The signature sweet is a towering, triple-layer slab of jet-black chocolate cake slathered in sludgy vanilla icing. It's dubbed Sonni Cake, and it could be reasonably viewed as an affectionate homage to the life-altering Patticake served at Yum! Kitchen and Bakery in St. Louis Park. That's how my server described it, anyway (although that "life-altering" part is strictly yours truly).

Cov outsources its version to nearby Wuollet Bakery, and to paraphrase the late Sen. Lloyd Bentsen, I know Patticake. I've tasted Patticake. Patticake is a friend of mine. Sonni Cake is no Patticake.

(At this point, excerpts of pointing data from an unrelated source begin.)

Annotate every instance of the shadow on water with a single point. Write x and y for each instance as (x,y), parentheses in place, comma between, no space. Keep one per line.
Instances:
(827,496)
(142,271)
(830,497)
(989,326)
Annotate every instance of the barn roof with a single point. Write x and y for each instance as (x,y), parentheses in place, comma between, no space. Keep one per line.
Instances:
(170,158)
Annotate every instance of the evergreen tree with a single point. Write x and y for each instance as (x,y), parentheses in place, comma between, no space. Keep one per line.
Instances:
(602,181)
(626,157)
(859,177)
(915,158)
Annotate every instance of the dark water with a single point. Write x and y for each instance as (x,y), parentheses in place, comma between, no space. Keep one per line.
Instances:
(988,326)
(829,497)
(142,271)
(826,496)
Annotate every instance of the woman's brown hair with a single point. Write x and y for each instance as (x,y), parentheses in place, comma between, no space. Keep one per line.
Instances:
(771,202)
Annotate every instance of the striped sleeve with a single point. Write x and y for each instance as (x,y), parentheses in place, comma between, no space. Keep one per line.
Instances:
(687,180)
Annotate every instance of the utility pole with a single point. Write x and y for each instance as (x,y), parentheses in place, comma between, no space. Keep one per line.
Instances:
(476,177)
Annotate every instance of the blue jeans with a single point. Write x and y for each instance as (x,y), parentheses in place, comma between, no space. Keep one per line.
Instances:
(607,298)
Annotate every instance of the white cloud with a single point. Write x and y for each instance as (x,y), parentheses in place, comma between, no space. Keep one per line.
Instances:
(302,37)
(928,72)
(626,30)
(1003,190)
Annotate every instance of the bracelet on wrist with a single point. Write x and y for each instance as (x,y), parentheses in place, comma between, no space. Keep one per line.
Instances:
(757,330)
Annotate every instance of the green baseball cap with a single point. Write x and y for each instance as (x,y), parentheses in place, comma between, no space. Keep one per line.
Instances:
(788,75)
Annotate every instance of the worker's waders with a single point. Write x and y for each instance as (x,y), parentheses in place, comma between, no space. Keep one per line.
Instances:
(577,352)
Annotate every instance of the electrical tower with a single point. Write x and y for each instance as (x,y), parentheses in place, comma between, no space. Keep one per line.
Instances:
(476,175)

Sunday brunch is a better bet. That crab cake to end all crab cakes is the glorious centerpiece of a fantastic, carefully built Benedict. The kitchen could end right there and all would remain well with the world, but Gibbins presses on with a fairly standard but spot-on assortment, turning out fluffy and golden pancakes, a multilayered huevos rancheros, well-stuffed omelets paired with richly addictive hash browns, even a sharply rendered edition of the classic two eggs, bacon and toast combination.

Gibbins has a greater success, treats-wise, with a ridiculously oversized cinnamon roll, its sweet, pull-apart dough wonderfully dense and swirled with raspberry jam, caramel sauce and strawberry-laced cream cheese, a combination that sounds dreadful but turns out to be anything but. The tangy and colorful blood orange mimosas are a welcome addition, and the bar also knows its way around a bloody mary.

And who wouldn't want it to park it in that room on a Sunday? Come summertime, co-owners Dean Vlahos and Steve Wagenheim will kick open the restaurant's boardwalk-style lakeside patio. There's one caveat: A railroad line separates the diners from the water (not all James J. Hill legacies are as beloved as the library, or the Summit Avenue mansion, that bear his name), and the tracks do not sit fallow.

But Vlahos (formerly of Redstone American Grill and Blvd Kitchen & Bar) and Wagenheim (Granite City Food & Brewery) are on it. Each time another string of boxcars lumbers past, a bartender clangs an overhead bell, and voilà: What could be a scenery-blocking negative becomes all jaunty and fun-loving, a sleight-of-hand as transformative as the remake of the former gloom-and-doom Sunsets (the work of Shea Inc., the Minneapolis design firm, and interior designer Jennifer Cashman) into this sparkling, Instagram-able property.

My friend summed it up best.

"Who cares if a freight train is rumbling a few feet away?" he said, looking around the room. "I feel like we're on Martha's Vineyard. Would you please stop hogging that lobster guacamole and pass it my way?"